The opposition Movement for Democratic Change (MDC) is preoccupied with leadership controversies of its own and existential strategy debates in the wake of defeat in March in yet another rigged election. Inability to influence Murambatsvina has cost it much confidence in itself and among its supporters, and the party badly needs to refocus and reform. Some important backers in Zimbabwe's business community are showing interest in exploring a new "third force" party, but there is little sign of that gathering momentum.

Non-Africans, whether the U.S., the European Union and its Member States, or members of the Commonwealth, lack leverage to do much about this immediate situation. They can and should maintain international pressure for change by the mostly symbolic means at their disposal, including tougher targeted sanctions against key ZANUPF figures, and rigorous monitoring of human rights abuses with a view to pursuing remedial measures in the appropriate international forums: such efforts force the ZANU-PF government to pay at least some cost for misdeeds and help keep Africa committed to genuine resolution of the problem. They should also seek ways, in consultation with local and regional players, to build up the long-term political capacities of Zimbabwean civil society.

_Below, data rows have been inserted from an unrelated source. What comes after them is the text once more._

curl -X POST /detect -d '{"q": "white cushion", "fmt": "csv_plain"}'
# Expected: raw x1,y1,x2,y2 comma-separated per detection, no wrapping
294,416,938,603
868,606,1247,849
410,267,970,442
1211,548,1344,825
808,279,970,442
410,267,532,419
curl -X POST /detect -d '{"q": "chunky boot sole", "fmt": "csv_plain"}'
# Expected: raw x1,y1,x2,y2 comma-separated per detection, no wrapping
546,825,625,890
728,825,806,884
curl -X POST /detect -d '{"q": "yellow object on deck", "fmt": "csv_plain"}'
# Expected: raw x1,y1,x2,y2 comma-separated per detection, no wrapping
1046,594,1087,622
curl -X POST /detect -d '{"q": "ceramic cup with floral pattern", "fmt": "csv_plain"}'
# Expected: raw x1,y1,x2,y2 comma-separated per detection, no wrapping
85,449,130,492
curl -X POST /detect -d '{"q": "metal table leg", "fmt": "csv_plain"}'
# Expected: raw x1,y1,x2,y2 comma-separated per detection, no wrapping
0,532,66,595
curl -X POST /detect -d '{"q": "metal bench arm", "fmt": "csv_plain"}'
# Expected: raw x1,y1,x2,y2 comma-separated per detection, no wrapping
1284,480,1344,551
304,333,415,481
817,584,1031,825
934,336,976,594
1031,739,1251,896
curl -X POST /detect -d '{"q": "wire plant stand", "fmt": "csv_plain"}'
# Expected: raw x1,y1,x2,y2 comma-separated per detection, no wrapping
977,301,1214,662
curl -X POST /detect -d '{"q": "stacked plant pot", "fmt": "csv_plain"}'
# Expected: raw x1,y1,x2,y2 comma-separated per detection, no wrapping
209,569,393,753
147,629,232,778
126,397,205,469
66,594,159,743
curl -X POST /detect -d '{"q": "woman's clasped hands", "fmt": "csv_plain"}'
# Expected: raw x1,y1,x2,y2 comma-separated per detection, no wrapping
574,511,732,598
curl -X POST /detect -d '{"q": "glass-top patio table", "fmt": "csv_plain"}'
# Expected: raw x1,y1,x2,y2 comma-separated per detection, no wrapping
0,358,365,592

But the heavy lifting -- if it is to be done -- must come from African states and institutions. They should receive understanding and support from the wider international community to conduct regional diplomacy in their own preferred quiet way -- provided that diplomacy is real and not just an excuse for allowing a dangerous situation to drift. Pretoria and other key African capitals should work, preferably under African Union auspices, to put together a team of distinguished former presidents to mediate a genuine and generous compromise that could start Zimbabwe toward new governance and new elections.